Suppose I have some text sentences that I want to cluster using kmeans.
sentences = [
"fix grammatical or spelling errors",
"clarify meaning without changing it",
"correct minor mistakes",
"add related resources or links",
"always respect the original author"
]
from sklearn.feature_extraction.text import CountVectorizer
from sklearn.cluster import KMeans
vectorizer = CountVectorizer(min_df=1)
X = vectorizer.fit_transform(sentences)
num_clusters = 2
km = KMeans(n_clusters=num_clusters, init='random', n_init=1,verbose=1)
km.fit(X)
Now I could predict which of the classes a new text would fall into,
new_text = "hello world"
vec = vectorizer.transform([new_text])
print km.predict(vec)[0]
However, say I apply PCA to reduce 10,000 features to 50.
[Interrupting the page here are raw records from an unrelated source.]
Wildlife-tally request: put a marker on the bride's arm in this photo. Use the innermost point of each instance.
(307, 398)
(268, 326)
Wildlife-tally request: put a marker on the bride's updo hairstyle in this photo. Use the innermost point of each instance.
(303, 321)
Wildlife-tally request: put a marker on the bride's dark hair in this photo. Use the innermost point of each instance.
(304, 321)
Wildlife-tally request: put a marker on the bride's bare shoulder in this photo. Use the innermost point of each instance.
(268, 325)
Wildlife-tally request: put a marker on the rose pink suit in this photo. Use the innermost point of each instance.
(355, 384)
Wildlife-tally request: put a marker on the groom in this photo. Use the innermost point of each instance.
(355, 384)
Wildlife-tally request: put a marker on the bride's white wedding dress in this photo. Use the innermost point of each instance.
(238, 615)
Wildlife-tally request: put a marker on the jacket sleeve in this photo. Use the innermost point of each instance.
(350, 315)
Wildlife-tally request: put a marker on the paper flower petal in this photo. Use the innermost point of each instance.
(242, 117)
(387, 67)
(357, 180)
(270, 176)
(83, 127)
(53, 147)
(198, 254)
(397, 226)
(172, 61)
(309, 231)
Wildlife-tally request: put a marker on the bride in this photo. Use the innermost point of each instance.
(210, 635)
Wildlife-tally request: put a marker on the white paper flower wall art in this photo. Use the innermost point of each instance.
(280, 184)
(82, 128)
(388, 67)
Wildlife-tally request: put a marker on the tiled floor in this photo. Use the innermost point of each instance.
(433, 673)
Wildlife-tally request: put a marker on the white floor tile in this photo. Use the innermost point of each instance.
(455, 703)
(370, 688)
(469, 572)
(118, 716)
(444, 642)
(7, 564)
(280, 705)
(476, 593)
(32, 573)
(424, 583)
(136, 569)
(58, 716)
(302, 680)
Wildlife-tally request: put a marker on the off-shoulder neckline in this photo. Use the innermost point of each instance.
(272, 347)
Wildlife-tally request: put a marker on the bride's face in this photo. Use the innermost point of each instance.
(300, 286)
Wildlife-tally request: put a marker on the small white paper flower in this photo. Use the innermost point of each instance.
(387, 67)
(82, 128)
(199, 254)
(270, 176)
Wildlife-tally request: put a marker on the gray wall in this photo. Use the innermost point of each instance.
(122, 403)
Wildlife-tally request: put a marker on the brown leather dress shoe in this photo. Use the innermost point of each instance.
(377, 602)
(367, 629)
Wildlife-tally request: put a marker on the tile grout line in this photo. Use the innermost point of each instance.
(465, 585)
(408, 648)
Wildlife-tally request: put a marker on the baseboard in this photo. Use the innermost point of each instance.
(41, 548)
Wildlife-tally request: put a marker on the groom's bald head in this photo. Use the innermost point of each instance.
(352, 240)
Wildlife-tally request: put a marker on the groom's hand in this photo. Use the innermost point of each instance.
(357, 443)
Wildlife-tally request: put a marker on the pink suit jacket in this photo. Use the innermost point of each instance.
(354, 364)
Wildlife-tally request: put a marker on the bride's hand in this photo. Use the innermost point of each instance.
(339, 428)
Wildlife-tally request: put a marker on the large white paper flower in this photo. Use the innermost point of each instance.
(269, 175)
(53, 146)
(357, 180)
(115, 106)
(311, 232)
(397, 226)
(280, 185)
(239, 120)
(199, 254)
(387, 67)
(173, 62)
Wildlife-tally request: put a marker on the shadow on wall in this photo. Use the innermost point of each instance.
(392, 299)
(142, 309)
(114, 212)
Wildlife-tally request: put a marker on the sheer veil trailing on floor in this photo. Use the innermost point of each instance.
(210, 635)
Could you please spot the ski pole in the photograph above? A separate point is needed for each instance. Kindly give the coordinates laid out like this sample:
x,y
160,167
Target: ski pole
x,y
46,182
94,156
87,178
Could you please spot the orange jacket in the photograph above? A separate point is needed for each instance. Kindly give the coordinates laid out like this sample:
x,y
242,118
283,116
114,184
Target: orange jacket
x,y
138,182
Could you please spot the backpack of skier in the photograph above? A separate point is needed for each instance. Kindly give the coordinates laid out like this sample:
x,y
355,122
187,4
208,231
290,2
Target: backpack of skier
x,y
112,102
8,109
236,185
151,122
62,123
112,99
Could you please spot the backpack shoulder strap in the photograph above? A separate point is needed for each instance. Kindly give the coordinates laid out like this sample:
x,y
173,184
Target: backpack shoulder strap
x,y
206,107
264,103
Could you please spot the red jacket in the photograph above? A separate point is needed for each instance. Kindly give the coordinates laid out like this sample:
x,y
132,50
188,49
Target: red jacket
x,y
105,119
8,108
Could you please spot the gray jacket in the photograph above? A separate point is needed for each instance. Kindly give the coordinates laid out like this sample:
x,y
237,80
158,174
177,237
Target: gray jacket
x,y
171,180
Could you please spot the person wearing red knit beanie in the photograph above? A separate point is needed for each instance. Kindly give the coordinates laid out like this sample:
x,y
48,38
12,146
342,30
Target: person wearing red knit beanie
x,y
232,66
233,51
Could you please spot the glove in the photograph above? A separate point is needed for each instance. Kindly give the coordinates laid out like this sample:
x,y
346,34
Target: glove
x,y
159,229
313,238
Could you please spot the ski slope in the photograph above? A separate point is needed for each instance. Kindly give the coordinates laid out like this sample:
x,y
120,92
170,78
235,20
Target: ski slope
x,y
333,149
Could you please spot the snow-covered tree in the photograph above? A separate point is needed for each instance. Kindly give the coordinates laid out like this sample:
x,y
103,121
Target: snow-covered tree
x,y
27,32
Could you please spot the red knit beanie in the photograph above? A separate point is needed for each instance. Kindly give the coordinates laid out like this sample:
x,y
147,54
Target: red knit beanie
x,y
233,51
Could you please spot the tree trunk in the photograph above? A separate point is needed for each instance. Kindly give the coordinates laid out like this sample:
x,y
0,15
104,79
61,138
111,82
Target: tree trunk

from sklearn.decomposition import RandomizedPCA
pca = RandomizedPCA(n_components=50,whiten=True)
X2 = pca.fit_transform(X)
km.fit(X2)
I cannot do the same thing anymore to predict the cluster for a new text because the results from vectorizer are no longer relevant
new_text = "hello world"
vec = vectorizer.transform([new_text]) ##
print km.predict(vec)[0]
ValueError: Incorrect number of features. Got 10000 features, expected 50
So how do I transform my new text into the lower dimensional feature space?